Energy resource development is active in 12 of Canada's 13 provinces and territories and uses goods and services from many regions.
Canadian energy production has almost doubled since 1980. Our oil reserves total 170 billion barrels, of which 165 billion barrels can be recovered from the oil sands using today's technology. As of December 2016, we are third after Venezuela and Saudi Arabia in terms of global oil reserves (source: Oil & Gas Journal).
However, many of the world's sources of conventional oil are in decline - and Canada is no exception. The conventional oil reservoirs that were abundant and easy to find 30 years ago are harder to locate and more costly to develop. Canada is fortunate to have sources of unconventional oil in the oil sands. Over the last 35 years, Canadian crude oil production has increased by more than 2.4 million barrels/day due to the growth in supply from the oil sands.
As an industry, our challenge is getting access to these remaining reserves. Often natural gas exists in remote locations which can mean harsh environments for workers, technically complex and expensive methods of production and environmental challenges.

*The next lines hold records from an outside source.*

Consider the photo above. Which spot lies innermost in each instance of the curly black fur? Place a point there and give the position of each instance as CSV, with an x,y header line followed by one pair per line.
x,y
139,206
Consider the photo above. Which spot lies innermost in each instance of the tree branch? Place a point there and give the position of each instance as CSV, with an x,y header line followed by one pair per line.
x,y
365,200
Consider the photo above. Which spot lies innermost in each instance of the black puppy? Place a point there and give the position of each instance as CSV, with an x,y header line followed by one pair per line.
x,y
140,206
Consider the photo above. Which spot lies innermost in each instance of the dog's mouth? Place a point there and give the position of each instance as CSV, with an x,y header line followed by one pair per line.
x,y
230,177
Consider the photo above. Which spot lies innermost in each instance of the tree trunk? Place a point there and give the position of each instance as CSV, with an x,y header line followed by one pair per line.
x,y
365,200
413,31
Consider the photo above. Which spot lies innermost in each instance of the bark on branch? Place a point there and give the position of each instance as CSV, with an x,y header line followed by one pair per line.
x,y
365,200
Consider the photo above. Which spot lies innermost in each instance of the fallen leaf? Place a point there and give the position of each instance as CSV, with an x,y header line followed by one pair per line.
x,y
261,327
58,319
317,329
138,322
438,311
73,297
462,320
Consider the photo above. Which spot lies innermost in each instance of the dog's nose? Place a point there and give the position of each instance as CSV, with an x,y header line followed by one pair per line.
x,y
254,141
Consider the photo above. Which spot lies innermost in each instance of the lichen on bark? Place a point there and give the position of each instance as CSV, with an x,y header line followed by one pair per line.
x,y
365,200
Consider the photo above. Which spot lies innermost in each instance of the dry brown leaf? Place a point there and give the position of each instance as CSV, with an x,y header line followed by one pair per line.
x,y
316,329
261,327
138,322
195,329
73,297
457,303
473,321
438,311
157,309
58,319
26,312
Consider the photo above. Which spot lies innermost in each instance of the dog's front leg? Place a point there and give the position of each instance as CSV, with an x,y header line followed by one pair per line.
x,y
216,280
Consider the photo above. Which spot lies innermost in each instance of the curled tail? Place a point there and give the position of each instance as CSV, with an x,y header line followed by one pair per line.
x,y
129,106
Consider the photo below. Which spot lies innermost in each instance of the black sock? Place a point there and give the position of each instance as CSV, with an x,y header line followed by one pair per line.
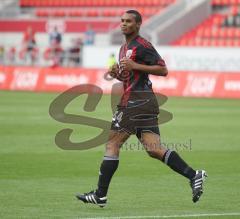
x,y
107,169
175,162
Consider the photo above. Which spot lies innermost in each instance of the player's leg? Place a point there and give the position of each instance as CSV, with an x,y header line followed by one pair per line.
x,y
152,144
108,167
110,160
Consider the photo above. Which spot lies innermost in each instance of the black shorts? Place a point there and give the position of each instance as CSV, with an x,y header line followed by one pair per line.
x,y
137,117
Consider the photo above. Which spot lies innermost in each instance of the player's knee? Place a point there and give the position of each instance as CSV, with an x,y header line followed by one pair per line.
x,y
112,150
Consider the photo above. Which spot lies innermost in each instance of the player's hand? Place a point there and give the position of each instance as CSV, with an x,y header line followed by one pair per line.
x,y
114,70
127,64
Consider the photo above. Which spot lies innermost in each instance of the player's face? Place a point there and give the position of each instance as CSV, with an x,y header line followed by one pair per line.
x,y
128,24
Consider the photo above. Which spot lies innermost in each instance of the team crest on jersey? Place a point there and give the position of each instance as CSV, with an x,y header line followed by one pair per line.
x,y
129,53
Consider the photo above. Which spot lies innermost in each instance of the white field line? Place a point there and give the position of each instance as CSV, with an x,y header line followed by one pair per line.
x,y
170,216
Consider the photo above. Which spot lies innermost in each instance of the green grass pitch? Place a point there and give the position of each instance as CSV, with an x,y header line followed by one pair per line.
x,y
39,180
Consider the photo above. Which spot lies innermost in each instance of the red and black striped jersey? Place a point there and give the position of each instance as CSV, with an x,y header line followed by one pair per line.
x,y
142,52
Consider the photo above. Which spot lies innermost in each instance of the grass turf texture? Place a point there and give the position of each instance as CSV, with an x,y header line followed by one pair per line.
x,y
39,180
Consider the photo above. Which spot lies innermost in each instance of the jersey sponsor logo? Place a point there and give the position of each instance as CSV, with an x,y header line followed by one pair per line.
x,y
129,53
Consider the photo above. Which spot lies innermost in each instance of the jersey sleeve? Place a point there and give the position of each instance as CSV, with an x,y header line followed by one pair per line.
x,y
151,57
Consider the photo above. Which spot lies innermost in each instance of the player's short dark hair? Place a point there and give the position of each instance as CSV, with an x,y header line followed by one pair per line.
x,y
137,15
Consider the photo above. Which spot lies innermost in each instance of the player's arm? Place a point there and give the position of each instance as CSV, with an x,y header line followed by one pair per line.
x,y
128,65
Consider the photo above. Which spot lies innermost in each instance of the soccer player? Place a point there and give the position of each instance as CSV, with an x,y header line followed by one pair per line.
x,y
137,112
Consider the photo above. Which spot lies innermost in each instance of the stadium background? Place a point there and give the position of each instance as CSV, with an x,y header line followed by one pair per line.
x,y
200,41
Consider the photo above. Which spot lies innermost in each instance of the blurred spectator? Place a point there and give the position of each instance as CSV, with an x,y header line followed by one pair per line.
x,y
11,55
2,53
55,36
89,36
111,60
74,53
29,49
54,54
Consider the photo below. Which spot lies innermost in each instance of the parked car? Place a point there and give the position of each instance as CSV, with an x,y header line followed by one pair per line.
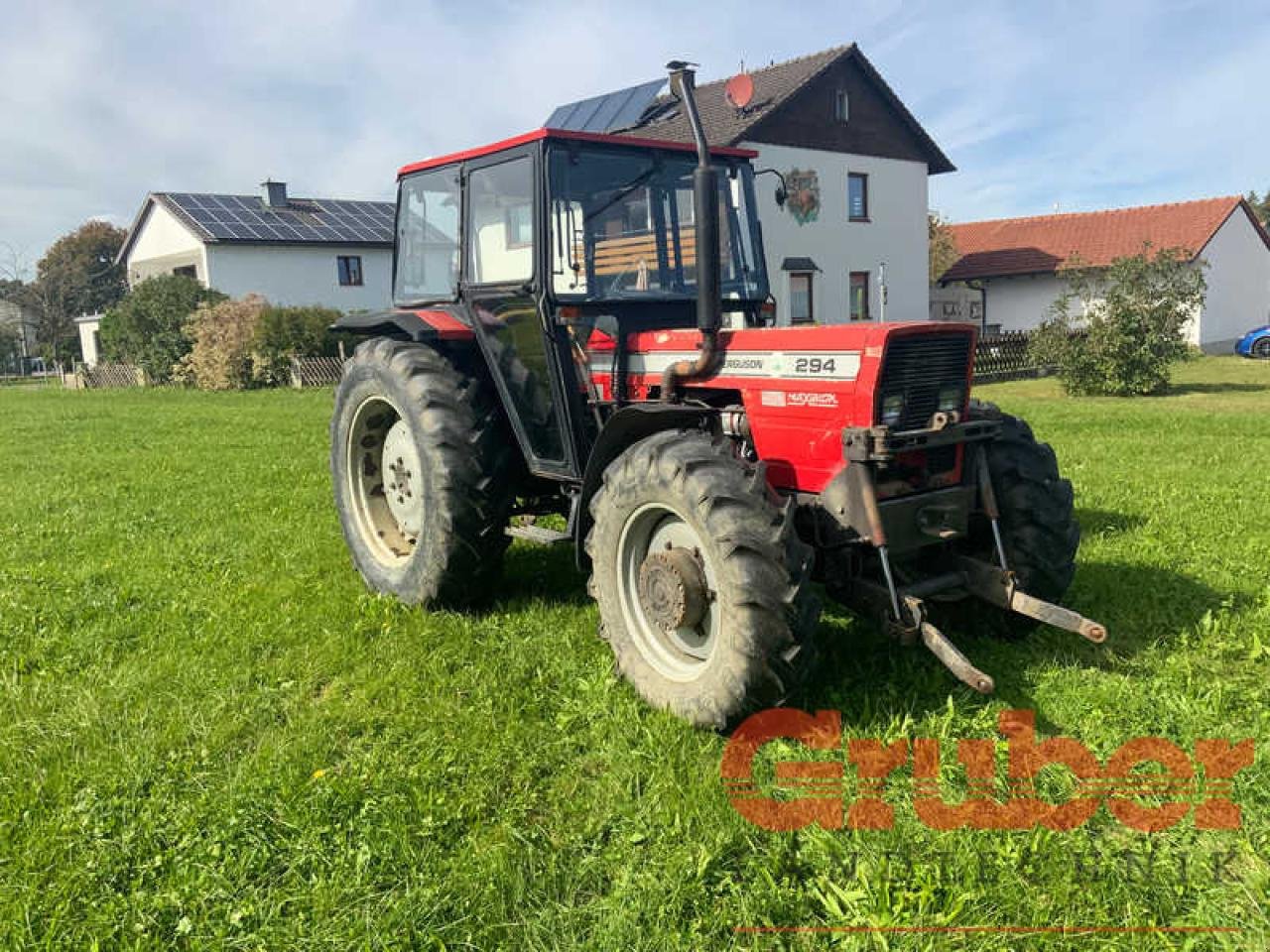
x,y
1255,343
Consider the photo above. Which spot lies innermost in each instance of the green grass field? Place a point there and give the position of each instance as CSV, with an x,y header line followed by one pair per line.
x,y
212,737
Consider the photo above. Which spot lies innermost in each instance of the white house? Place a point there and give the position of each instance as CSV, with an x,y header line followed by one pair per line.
x,y
1008,275
849,241
325,252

The world benefits from Canada's energy resources
Canada has more than four billion barrels of remaining oil reserves located outside the oil sands, found primarily in Alberta, Saskatchewan and offshore Newfoundland and Labrador.
The oil sands provide a secure supply in a world of political risk. There are challenges in developing the oil sands, but our industry is making progress through investment in technology and innovation. The entry costs for new oil sands projects can be daunting, but the decline in traditional oil and natural gas sources means the oil sands are key to our energy future.
Canada is home to a vast amounts of natural gas, particularly in British Columbia, Alberta and offshore Nova Scotia.
Some of these resources are being developed with the application of new technologies: including horizontal hydraulic fracturing. These include: natural gas from coal, tight gas, offshore gas as well as shale gas. Northern Canada is also seeing increasing exploration and development.